Bu konuda Danıştay 5. Dairesi yakın zamanda önemli bir karar vermiştir. 5. Daire bu kararında “sözlü sınavda verilen yanıtların, teknolojik olanaklardan yararlanılarak kayıt altına alınması suretiyle, objektif nitelikte incelenip denetiminin yapılmasına olanak tanınmasının, hukuk devleti ilkesinin hayata geçirilmesi açısından önemli ve yerinde bir uygulama olacağı”14 vurgulanmaktadır. Dava; davacının mülkiye müfettişi alımı ile ilgili 26-27 Şubat 2007 tarihlerinde İçişleri Bakanlığı’nda yapılan sözlü sınav sonucunda kadro sayısı olan ilk 15 kişi arasına giremeyerek başarısız sayılmasına ilişkin İçişleri Bakanlığı Teftiş Kurulu Başkanlığı’nın 7.3.2007 tarih ve 845 sayılı işlemi ile bu işlemin dayanağı olan ve 18.11.2006 tarih ve 26350 sayılı Resmi Gazete’de yayımlanarak yürürlüğe giren Mülkiye Müfettişliği Seçme Sınavı ve Yetiştirilmesi Hakkında Yönetmeliğin 1. maddesinde geçen “… ve sözlü…” ibaresinin, 21. maddesinde geçen “…ve sözlü sınav komisyon üyelerinin bilgisine sunulur…” ibaresinin, 22, 23, 24. maddelerinin, 25. maddesinin 1. fıkrasında geçen “ sözlü sınavda aldıkları notların ortalaması alınır…” ibaresinin, 27. maddesinin 1. fıkrasındaki “…ve sözlü …” ibaresinin ve 40. maddesinin 1. fıkrasındaki “… ve sözlü…” ibaresinin iptali istemiyle açılmıştır.

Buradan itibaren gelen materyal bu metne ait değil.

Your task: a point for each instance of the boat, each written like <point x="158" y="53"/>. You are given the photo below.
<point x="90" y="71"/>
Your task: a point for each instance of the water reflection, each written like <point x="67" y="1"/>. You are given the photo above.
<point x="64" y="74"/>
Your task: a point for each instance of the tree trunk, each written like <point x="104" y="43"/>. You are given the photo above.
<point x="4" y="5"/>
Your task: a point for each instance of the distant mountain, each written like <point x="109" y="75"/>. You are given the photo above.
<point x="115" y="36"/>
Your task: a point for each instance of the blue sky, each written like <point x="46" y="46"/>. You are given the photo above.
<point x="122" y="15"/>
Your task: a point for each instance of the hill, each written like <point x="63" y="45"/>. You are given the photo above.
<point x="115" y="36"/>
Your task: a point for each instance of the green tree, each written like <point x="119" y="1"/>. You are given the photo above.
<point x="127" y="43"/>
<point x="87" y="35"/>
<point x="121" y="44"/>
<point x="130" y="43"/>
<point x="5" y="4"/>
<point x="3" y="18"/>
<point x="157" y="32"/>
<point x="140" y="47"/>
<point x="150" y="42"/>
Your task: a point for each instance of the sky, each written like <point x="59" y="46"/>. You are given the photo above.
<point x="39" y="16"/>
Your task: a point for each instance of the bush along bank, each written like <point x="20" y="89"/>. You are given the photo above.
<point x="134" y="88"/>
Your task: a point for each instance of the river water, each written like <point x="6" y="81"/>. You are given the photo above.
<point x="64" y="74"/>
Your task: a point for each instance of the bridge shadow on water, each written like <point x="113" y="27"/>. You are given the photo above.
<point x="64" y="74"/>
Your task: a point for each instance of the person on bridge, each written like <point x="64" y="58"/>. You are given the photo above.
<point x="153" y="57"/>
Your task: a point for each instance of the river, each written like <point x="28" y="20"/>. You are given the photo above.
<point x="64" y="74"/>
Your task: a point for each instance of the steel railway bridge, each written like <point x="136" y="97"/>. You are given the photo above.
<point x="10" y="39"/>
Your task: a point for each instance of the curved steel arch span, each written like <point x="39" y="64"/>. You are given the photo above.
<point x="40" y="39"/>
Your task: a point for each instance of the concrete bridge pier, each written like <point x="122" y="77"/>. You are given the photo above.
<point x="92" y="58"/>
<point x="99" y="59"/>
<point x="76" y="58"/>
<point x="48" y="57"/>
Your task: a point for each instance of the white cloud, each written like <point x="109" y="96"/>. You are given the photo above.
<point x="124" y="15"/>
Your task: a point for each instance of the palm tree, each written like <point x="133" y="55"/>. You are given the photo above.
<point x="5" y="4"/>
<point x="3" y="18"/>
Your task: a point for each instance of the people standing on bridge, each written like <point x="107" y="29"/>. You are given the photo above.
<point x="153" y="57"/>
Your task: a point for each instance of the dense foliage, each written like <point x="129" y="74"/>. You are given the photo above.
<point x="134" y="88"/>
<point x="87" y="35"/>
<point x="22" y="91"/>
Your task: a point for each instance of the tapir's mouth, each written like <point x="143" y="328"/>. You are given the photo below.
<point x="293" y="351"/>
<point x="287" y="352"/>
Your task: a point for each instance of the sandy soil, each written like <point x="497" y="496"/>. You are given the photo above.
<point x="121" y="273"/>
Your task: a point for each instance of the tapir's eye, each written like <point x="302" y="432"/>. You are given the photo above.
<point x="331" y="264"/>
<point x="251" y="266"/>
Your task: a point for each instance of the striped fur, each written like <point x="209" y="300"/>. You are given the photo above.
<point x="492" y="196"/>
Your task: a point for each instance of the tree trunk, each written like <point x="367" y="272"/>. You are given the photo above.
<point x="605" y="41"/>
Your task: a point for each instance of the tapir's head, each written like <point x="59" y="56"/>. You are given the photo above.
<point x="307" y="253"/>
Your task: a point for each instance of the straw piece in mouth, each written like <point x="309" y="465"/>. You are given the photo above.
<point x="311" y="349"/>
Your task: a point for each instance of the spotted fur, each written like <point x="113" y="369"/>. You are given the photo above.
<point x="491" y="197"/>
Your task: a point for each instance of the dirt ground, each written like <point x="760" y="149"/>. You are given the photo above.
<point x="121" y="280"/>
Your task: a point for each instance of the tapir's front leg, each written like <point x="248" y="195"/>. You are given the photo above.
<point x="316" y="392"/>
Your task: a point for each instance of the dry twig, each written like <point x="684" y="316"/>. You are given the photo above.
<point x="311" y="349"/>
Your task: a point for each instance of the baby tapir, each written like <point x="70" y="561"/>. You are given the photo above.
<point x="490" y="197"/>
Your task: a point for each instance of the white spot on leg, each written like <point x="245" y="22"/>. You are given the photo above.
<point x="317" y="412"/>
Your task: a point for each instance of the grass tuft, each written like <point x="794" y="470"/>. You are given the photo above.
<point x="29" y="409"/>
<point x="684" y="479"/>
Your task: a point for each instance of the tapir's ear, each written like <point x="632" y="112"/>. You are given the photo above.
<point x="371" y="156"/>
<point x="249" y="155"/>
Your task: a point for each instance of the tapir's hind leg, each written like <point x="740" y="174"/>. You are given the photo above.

Sözlü sınavların yargısal denetiminin yapılabilmesi için ses ve görüntü kayıtlarının alınması son derece önemlidir. Yüksek Mahkemenin kararına, sözlü sınavların yargısal denetiminin yapılabilmesi için teknolojik imkanlardan yararlanılarak ses ve görüntü kayıtlarının alınması gerekçesi yönünden katılmamak mümkün değildir. Bu kayıtlar, sınavların usulüne uygun olarak yapılıp yapılmadığının denetimi açısından son derece önemlidir. Ancak kararda ölçme ve değerlendirme açısından sorulacak soruların önceden tespit edilerek kayıt altına alınması ve hangi komisyon üyesince hangi notun takdir edildiğinin dene timinden bahsedilmektedir ki bu gerekçeye katılmak mümkün değildir. Komisyon üyeleri tarafından verilen notların bu kayıtlara göre denetlenebileceğini söylemek her zaman mümkün değildir. Sınavda verilen notların denetimi konusu idarenin takdir yetkisi çerçevesinde ele alınması gereken bir husustur. Bu konular ileride ayrı başlıklar halinde tekrar ele alınacaktır.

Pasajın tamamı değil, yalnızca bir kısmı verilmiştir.